Los cambios estacionales influyen directamente en la floración, el cuajado y la maduración. El verano favorece a las especies tropicales amantes del calor, mientras que el invierno proporciona la exposición al frío que necesitan los frutales de clima templado, sobre todo en las regiones meridionales. La primavera y el otoño actúan como periodos de transición, aportando sabores intensos, nuevas floraciones y ventanas de cosecha cambiantes.
El verano (de diciembre a febrero) es la estación más productiva para las frutas tropicales. Mangos, aguacates, fruta de la pasión, jabuticaba y lichi dominan los huertos en diciembre. En enero hay una gran producción de papaya, guayaba y sandía, mientras que en febrero se alcanzan los volúmenes máximos de acerola, pitanga, plátano y frutas regionales como el anacardo y el umbu en las zonas más secas.
El otoño (de marzo a mayo) trae temperaturas más suaves y una humedad del suelo equilibrada.
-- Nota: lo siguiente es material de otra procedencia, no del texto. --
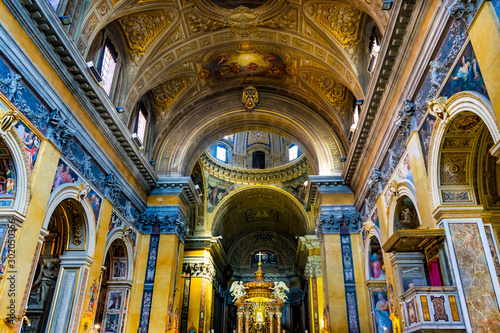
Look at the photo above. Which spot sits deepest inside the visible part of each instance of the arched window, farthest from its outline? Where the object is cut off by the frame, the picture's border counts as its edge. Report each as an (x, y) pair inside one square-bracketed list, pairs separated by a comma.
[(141, 123), (108, 65), (221, 153), (259, 160), (374, 49), (293, 152)]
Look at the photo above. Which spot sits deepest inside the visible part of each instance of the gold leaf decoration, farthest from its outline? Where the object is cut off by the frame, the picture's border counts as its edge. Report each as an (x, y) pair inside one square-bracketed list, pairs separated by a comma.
[(334, 92), (142, 29), (168, 92), (342, 22), (287, 21)]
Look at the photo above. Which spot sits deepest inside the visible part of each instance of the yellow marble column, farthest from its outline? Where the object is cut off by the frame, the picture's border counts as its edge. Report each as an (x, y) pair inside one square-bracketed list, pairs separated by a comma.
[(310, 257), (201, 271), (333, 278), (27, 243), (166, 302), (135, 305), (87, 317)]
Las manzanas y las peras empiezan a cosecharse en marzo, seguidas del caqui y el níspero en abril. En mayo, los cítricos adquieren protagonismo, con naranjas y mandarinas que abastecen los mercados de todo el país.
El invierno (de junio a agosto) es una fase más tranquila pero crítica. Los kiwis y los caquis tardíos siguen disponibles en junio, mientras que los frutales de hueso entran en letargo en julio. Agosto marca la renovación, con la aparición temprana de fresas y moras en los climas más templados.
Laprimavera (de septiembre a noviembre) marca el reinicio del ciclo productivo. La floración se intensifica en los cítricos, las bayas, los plátanos y la papaya, sentando las bases para las siguientes cosechas de verano.
Comprender estos patrones estacionales ayuda a estabilizar la oferta, mejorar la calidad de la fruta y maximizar el valor del diverso sector frutícola brasileño.